Formé en génie et en mathématiques, il a calculé à son retour au pays qu’environ 9,8 calories étaient nécessaires pour produire 1 calorie alimentaire avec le système d’agriculture alors en place. « J’ai constaté que j’avais un beau laboratoire devant moi », remarque-t-il.

La pluie et le beau temps

En 1978, Robert Beauchemin a ainsi entrepris de cultiver du blé destiné à la consommation humaine. À son arrivée au bureau des agronomes de Lac-Mégantic, on s’est moqué de l’idée parce qu’on pensait alors que le blé pour consommation humaine ne poussait pas dans la région, encore moins dans le village estrien de Milan. « Peut-être est-ce en raison de mon caractère fonceur, mais j’ai tout de même semé et, la première année, je dépassais déjà les rendements prévus. Même pour les blés d’automne réputés difficiles, nous avons obtenu un beau rendement et une qualité soutenue dès la première récolte. Je me suis donc mis à ne plus croire ce que les institutions me disaient et j’ai décidé d’en faire à ma tête. Le seul hic, c’est que j’avais tout prévu dans mon plan d’affaires concernant la production de blé… sauf le fait qu’il n’y avait pas de marché. Que fait-on dans ce cas-là? On achète un moulin et on fait de la farine! » Un petit moulin a donc été installé sur sa terre.

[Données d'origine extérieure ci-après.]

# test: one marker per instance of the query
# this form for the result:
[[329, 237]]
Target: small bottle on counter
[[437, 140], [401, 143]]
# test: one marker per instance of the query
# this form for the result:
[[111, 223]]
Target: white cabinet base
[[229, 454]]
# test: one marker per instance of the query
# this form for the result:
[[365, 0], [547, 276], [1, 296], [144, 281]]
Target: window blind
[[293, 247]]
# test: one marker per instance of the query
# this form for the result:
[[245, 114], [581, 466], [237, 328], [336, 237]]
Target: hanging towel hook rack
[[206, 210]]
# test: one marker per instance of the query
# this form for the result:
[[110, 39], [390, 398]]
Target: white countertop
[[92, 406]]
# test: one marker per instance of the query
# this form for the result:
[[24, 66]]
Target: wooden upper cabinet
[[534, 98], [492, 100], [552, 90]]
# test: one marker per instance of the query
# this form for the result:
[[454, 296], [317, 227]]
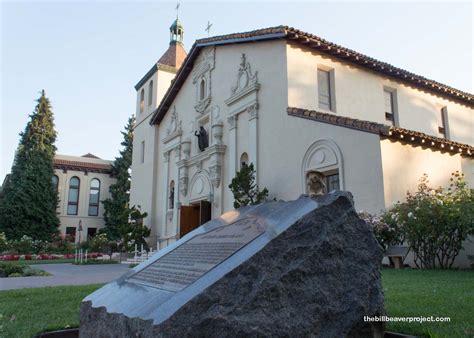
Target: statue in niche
[[315, 184], [203, 138]]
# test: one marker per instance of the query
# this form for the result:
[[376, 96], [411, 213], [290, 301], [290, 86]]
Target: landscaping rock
[[317, 278]]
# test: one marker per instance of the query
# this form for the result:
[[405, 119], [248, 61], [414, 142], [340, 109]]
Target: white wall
[[404, 165], [83, 207], [144, 175], [359, 94]]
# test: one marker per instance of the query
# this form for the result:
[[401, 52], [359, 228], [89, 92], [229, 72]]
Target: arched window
[[202, 90], [55, 181], [325, 158], [142, 100], [73, 197], [94, 195], [244, 160], [150, 93], [171, 196]]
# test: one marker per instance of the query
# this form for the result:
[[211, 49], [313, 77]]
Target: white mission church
[[289, 102]]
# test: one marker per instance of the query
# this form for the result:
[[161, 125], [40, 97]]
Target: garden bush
[[4, 243], [435, 222], [17, 270], [6, 269], [386, 233]]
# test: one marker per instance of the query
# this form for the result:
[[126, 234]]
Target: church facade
[[290, 103]]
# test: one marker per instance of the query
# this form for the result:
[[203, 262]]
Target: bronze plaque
[[191, 260]]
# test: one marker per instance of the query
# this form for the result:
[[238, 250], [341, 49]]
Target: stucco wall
[[83, 207], [144, 175], [223, 77], [359, 94], [404, 165]]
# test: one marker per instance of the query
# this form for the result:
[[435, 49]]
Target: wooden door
[[205, 212], [189, 219]]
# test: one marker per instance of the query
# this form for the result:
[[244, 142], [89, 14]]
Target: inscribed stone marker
[[191, 260]]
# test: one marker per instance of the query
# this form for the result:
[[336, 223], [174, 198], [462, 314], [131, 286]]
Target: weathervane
[[208, 28], [177, 9]]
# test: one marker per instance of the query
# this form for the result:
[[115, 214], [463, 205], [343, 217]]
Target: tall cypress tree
[[116, 208], [28, 205]]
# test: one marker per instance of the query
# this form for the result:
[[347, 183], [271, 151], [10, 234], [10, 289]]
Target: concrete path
[[66, 274]]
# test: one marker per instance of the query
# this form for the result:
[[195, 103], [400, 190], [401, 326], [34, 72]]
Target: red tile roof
[[403, 135], [312, 42], [64, 164], [89, 155]]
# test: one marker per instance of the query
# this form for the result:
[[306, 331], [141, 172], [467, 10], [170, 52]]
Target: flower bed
[[45, 257]]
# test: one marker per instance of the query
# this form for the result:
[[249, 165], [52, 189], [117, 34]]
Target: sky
[[88, 55]]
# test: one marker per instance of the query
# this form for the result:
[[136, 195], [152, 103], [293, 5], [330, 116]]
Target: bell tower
[[176, 53], [176, 32]]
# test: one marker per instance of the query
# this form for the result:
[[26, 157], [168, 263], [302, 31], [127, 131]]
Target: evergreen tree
[[244, 188], [116, 208], [29, 200]]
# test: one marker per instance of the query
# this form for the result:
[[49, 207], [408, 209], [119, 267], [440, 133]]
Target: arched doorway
[[199, 210]]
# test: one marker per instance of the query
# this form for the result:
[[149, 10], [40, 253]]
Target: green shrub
[[244, 188], [15, 274], [9, 268], [386, 233], [4, 243], [435, 222], [96, 261], [61, 245]]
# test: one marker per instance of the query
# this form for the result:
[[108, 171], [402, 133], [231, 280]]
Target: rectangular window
[[91, 232], [443, 123], [389, 111], [71, 234], [391, 108], [325, 94]]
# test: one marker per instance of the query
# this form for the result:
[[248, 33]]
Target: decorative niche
[[202, 80], [245, 84]]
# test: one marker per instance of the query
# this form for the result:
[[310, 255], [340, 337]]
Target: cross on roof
[[208, 28], [177, 9]]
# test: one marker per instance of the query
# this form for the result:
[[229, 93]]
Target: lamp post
[[79, 230]]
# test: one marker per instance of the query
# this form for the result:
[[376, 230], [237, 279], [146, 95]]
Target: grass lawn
[[408, 293], [42, 261], [26, 312], [414, 293]]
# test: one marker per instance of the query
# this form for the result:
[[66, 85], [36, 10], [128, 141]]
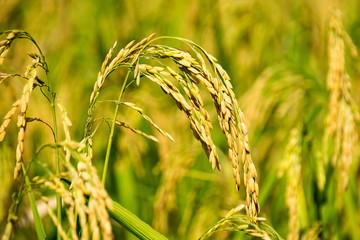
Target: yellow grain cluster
[[92, 212], [291, 165], [342, 111]]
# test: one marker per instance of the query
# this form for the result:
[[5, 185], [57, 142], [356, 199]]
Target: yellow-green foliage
[[294, 71]]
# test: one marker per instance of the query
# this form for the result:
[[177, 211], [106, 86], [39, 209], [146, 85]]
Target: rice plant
[[126, 154]]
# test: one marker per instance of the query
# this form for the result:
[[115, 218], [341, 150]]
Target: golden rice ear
[[30, 74]]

Parallèlement, Robert Beauchemin avait également un projet d’érablière. Et selon lui, si La Milanaise existe sous la forme qu’on lui connaît aujourd’hui, c’est qu’il a plu à l’automne 1982. En effet, à l’été 1982, l’agriculteur a abattu des arbres sur près de 1400 m2 afin de construire une érablière l’hiver venu. L’automne qui a suivi a cependant été tellement pluvieux qu’il a été impossible d’aménager le chemin pour monter le bois au même moment où était lancé le plan national de développement de l’industrie de l’érable, qui a fait exploser la productivité et chuter les prix. Devant cet immense terrain désormais sans grand intérêt, Robert Beauchemin et son épouse ont incorporé l’entreprise et construit une première minoterie sur la ferme avec une meule de pierre.

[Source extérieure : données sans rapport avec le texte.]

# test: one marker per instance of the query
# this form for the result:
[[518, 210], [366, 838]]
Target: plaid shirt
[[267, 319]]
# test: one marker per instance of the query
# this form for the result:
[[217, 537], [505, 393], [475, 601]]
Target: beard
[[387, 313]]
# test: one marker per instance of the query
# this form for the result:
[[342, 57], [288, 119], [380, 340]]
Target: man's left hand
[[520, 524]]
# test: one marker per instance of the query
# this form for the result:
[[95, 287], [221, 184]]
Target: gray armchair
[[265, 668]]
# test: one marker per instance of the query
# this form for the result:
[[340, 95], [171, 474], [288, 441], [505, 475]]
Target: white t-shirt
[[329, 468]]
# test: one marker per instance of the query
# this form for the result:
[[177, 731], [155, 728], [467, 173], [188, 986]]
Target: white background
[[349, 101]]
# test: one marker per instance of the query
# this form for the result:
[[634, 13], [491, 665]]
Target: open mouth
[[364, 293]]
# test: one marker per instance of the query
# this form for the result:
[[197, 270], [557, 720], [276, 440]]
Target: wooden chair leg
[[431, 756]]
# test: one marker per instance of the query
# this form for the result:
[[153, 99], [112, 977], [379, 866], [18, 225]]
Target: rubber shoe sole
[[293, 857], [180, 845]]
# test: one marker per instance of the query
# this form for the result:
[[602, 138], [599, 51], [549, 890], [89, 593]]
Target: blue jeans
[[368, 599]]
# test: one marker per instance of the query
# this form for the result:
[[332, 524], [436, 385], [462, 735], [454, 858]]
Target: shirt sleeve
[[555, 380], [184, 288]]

C’est ainsi que la marque La Milanaise est apparue sur les tablettes des marchés de proximité, puis des coopératives d’alimentation naturelle. Au milieu des années 1980, l’émergence des premières boulangeries artisanales a également participé à l’essor des activités de l’entreprise. Grâce à cette tendance qui s’est par la suite accélérée, la Milanaise s’est taillé une place de choix auprès des adeptes de la boulange traditionnelle, du Québec au Vermont.

La levée du pain

À partir de 1984, commençant à manquer de blé pour assurer la production de farine de l’entreprise en croissance, Robert Beauchemin a dû en acheter auprès d’autres agriculteurs. Cherchant des fournisseurs qui partageaient les valeurs de La Milanaise et qui misaient sur un cycle beaucoup plus respectueux de l’environnement, il s’est mis à élaborer un cahier de charges pour encadrer les pratiques de ses fournisseurs. Ayant par ailleurs pris part à l’effort de réglementation et contribué à la mise en place du premier programme de certification biologique au Canada, il s’est retrouvé à la tête d’un important organisme d’agriculteurs biologique en 1992.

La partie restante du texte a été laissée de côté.